Australian winemaker diversification into beer
- June 18, 2012
- Amy Brown
Does the future of Australia’s new generation of brewers lie in the hands of our successful winemakers? This is the question small Australian brewers are now asking following the move by Casella Wines to diversify into beer.
Casella Wines, an Australian success-story as the owner of the Yellow tail brand, the most popular imported wine in the U.S., last week unveiled their new Arvo beer. Arvo will be brewed on-site in Yenda, New South Wales, alongside the Yellow tail wine facility. The Yenda brewery is capable of producing 300,000 hectolitres at a time, a similar capacity to the South Australian-based Coopers Brewery, the third major Australian beer player.
Coopers, based in South Australia, has only a 4% Australian market share. The Australian beer market is dominated by foreign-owned brewing duopoly, Lion (owned by the Japanese Kirin) and Foster’s (owned by the South African SABMiller). Lion and Foster’s together account for more than 90% of the market.
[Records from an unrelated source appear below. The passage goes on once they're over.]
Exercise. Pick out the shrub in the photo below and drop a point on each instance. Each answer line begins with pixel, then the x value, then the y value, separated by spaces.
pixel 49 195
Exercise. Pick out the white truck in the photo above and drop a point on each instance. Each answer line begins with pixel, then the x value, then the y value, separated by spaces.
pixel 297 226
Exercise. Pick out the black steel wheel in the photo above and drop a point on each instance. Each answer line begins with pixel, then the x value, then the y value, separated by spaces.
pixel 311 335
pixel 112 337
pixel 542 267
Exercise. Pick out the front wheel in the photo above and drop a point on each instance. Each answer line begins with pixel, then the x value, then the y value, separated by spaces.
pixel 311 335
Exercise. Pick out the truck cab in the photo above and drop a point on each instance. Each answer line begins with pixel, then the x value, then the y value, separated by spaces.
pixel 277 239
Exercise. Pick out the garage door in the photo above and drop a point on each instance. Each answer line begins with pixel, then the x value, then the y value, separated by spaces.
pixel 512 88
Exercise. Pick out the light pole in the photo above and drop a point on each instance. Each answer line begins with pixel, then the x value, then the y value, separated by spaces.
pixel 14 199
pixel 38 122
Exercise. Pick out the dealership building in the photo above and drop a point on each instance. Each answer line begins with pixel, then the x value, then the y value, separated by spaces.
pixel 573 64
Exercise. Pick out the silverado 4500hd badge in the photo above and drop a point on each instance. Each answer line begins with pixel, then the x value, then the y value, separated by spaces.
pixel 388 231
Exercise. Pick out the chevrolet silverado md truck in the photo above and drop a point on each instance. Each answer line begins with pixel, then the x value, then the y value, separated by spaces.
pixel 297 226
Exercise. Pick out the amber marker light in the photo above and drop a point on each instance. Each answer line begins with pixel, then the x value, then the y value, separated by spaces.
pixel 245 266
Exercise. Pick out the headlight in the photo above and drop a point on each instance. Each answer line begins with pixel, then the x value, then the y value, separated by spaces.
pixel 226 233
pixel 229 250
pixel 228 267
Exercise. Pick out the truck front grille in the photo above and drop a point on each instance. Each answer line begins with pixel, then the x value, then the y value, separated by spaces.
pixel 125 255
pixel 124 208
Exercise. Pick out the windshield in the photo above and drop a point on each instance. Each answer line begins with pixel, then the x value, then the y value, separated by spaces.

As Australian Food News reported, smaller brewers are concerned that the duopoly of Lion and Foster’s has curbed diversity and innovation in Australia’s brewing culture. The advent of successful Australian winemakers taking on brewing could provide an impetus for development of some of Australia’s existing boutique brewers.
Currently, Casella Wines exports 8 million cases of Yellow tail a year to the U.S. and income from its wine operations is about $400 million a year. Applying this track record in wine-marketing to brewing may signal an improved future for smaller Australian-made beer brands.
Casella Wines has already reached agreements to sell its Arvo brand to Woolworths and its Dan Murphy’s chain. Arvo beer will be produced in six-packs and slabs of 24 and will sell for about $45 a slab.
As the Foster’s demerger with Treasury Wine Estates showed, it is not easy for a mass beer producer to move into marketing for the wine industry. However, the converse may not apply when a thriving wine-marketing group such as Casella Wines can apply its niche-marketing skills and experience to selling beer. It may be easier to move from creating a discrete wine brand to the combination of niche and mass-marketing in the beer field.
If Casella’s diversification into beer inspires Australia’s successful wine-marketers to join forces with other small brewing operations, Australia’s beer industry would have the potential to generate many more winners.